Depois de noticiado pela chamada grande imprensa, o documento preliminar do Campo Majoritário é uma referência para o debate na renovação das direções do PT. A alusão é obrigatória porque se trata da maior corrente partidária, e também porque o que tenta elaborar vai contra toda a tradição petista. 25 anos de elaboração partidária são contrapostos a 3 anos de governo. Para efeito de análise, o texto pode ser decomposto em duas partes: a de concepções mais gerais e a que refere ao seu núcleo interpretativo da experiência de governo. Os artigos desta página e da seguinte tratam desses temas

1. A pretensão do texto apresentado pelo campo majoritário é grande: redefinir o programa partidário à luz da experiência de três anos de governo federal. A base para essa redefinição, no entanto, é pequena. Por pelo menos três razões: a experiência de governo não está concluída; o documento tenta superar a contradição entre programa do partido e ação do governo pelo simples arquivamento do primeiro e a tentativa de dar um caráter “programático” ao segundo; o balanço do governo é muito parcial e “à direita” do próprio governo, com graves omissões da ação governamental, justamente as que se relacionam com o programa do PT, como a reforma agrária e, em geral, assumindo o que parece ser o ponto de vista formulado a partir da ótica do Ministério da Fazenda para as várias questões de governo.
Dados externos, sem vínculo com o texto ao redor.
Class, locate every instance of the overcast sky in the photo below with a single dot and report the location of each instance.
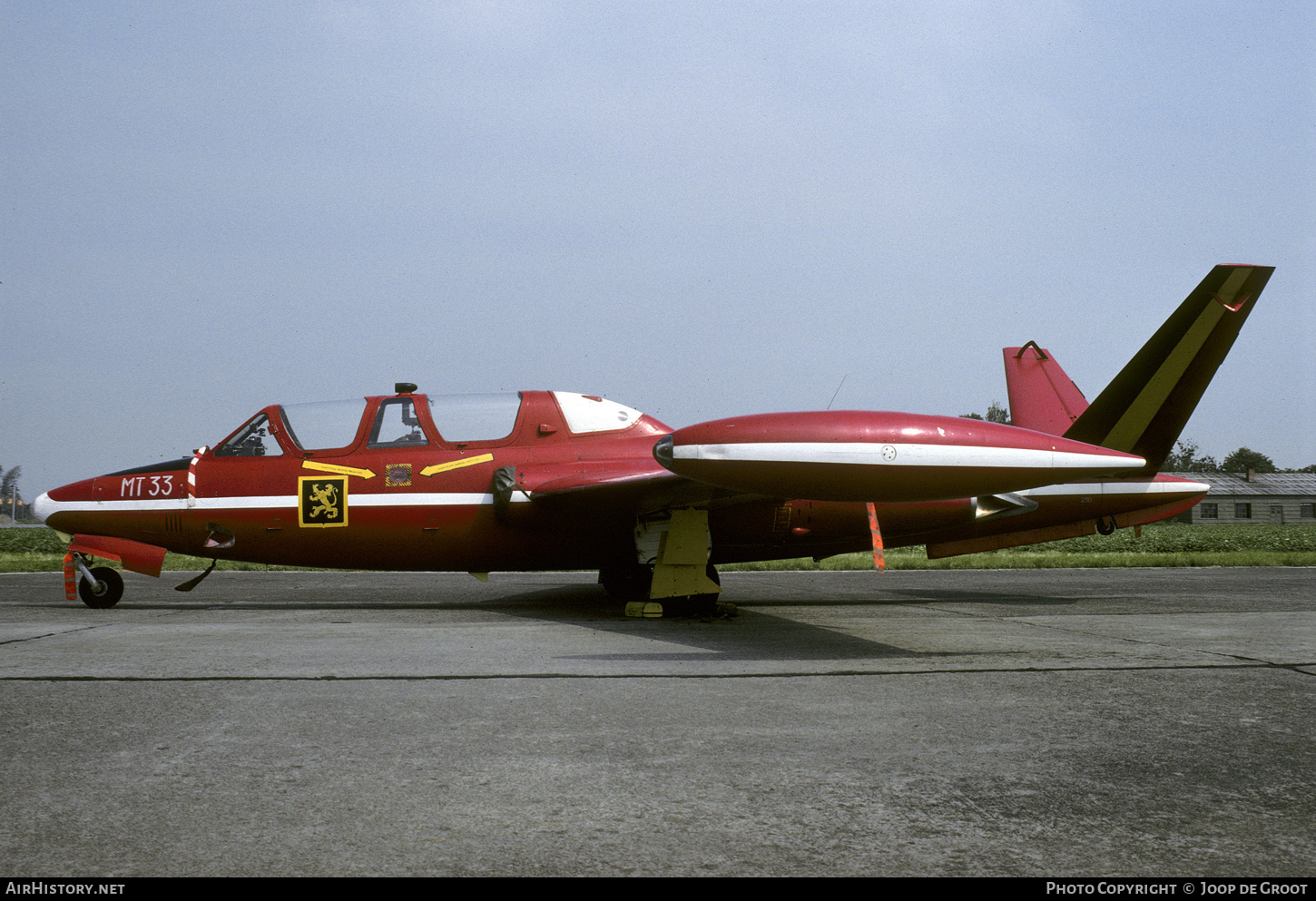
(699, 210)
2. Ao procurar refletir sobre a experiência do governo Lula, o texto deixa claro que não pretende uma atualização programática, isto é, refletir sobre a prática de governo atual tomando como base a elaboração programática realizada pelo PT no seu conjunto, ou mesmo aquela que se voltou mais especificamente para a hipótese de alcançar a Presidência da República – vale dizer, as plataformas de 1994 e 2001. Na verdade, o texto abandona três das formulações mais clássicas do PT: primeira, a própria idéia de programa de partido, passando a vigorar a idéia deprograma de governo; segunda, por decorrência, a perspectiva de transformação do país (em direção ao socialismo presente nas duas plataformas citadas e muito mais claro ainda no conjunto dos encontros partidários, especialmente no V, VI e VII ENs); terceira, também em conseqüência das anteriores, a diferença entre governo e poder.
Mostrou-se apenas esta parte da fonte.